While the economy has to some degree been pushed to the back burner as Washington wrangles with Syria and other crises, a looming fight over raising the nation’s debt ceiling is poised once again to bring it back to the fore.

Republican leaders are pushing for deep federal spending cuts as a key part of any deal, with the ultimate goal to dramatically reduce the annual budget deficit.

“You can’t talk about increasing the debt limit unless you’re willing to make changes and reforms that begin to solve the spending problem that Washington has,” House Speaker John A. Boehner, Ohio Republican, said late last week. “And unless we deal with our spending problem honestly and forthrightly, the American dream’s going to be out of reach for our kids and grandkids. I think our members are ready to solve this problem.”

Mr. Obama shot back, admonishing the speaker that he will not “negotiate around the debt ceiling” and promised to continue pushing federal investment.
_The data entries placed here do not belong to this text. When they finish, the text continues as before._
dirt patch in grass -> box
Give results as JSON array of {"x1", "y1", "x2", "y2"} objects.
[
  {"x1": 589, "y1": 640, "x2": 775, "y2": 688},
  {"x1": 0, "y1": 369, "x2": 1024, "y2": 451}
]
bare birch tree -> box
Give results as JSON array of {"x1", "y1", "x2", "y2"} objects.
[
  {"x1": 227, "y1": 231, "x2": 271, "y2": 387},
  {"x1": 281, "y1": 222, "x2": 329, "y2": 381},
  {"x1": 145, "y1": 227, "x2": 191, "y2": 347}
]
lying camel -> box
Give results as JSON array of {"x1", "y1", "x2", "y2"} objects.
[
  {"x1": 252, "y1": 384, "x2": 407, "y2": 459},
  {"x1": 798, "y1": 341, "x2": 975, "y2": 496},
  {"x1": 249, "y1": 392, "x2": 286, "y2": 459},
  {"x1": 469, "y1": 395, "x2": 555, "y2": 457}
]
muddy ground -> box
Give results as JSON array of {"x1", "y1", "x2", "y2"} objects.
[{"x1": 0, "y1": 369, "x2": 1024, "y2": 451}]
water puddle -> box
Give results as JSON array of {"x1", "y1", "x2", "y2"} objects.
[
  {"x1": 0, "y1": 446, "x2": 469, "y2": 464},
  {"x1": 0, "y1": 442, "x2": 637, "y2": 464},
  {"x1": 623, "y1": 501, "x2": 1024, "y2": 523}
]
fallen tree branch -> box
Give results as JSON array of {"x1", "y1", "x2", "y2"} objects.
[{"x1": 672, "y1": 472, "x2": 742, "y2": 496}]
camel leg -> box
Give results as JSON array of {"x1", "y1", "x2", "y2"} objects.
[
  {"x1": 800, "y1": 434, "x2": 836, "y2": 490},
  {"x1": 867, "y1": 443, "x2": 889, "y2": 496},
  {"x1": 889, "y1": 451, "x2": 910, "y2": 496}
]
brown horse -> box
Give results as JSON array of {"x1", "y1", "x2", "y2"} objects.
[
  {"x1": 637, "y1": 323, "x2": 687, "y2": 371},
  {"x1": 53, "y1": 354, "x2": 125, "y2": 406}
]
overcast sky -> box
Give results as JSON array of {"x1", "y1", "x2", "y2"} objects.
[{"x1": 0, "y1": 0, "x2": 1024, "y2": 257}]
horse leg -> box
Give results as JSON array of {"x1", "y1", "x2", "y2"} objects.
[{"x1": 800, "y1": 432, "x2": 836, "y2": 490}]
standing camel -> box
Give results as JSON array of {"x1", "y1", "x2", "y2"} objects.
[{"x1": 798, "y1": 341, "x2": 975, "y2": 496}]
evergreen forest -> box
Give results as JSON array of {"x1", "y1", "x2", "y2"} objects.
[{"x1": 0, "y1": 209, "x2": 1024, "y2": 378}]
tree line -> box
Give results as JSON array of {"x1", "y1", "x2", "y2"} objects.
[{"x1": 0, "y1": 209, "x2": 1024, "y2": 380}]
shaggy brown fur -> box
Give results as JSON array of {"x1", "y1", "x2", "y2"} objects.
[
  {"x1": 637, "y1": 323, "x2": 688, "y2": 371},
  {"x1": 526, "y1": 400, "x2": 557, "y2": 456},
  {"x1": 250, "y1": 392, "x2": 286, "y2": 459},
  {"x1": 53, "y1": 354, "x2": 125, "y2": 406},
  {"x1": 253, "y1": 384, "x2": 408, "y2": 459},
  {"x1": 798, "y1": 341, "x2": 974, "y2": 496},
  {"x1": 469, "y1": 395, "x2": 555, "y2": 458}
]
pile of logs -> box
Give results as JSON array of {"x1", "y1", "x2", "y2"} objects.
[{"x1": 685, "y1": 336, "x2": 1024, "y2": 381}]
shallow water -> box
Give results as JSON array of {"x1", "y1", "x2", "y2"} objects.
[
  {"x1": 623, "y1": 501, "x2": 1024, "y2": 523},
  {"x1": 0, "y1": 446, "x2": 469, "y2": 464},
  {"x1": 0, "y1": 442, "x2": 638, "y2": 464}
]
“My orientation here is real simple. I want to make sure that we’ve got an economy in which Main Street is winning,” he said. “And what that requires is that we’re investing in education, early childhood, that we’re investing in transportation, that we’re investing in the things that we need to grow … If we want to do more deficit reduction, I’ve already put out a budget that says, ‘Let’s do it.’”

Mr. Sperling went even further, arguing that the administration’s efforts to repair the economy could be undone if the nation defaults on its debt.

“What a terrible self-inflicted wound it would be for our country to put at risk, to move our economy backwards instead of forwards, by repeating a high-wire threat of defaulting,” he said.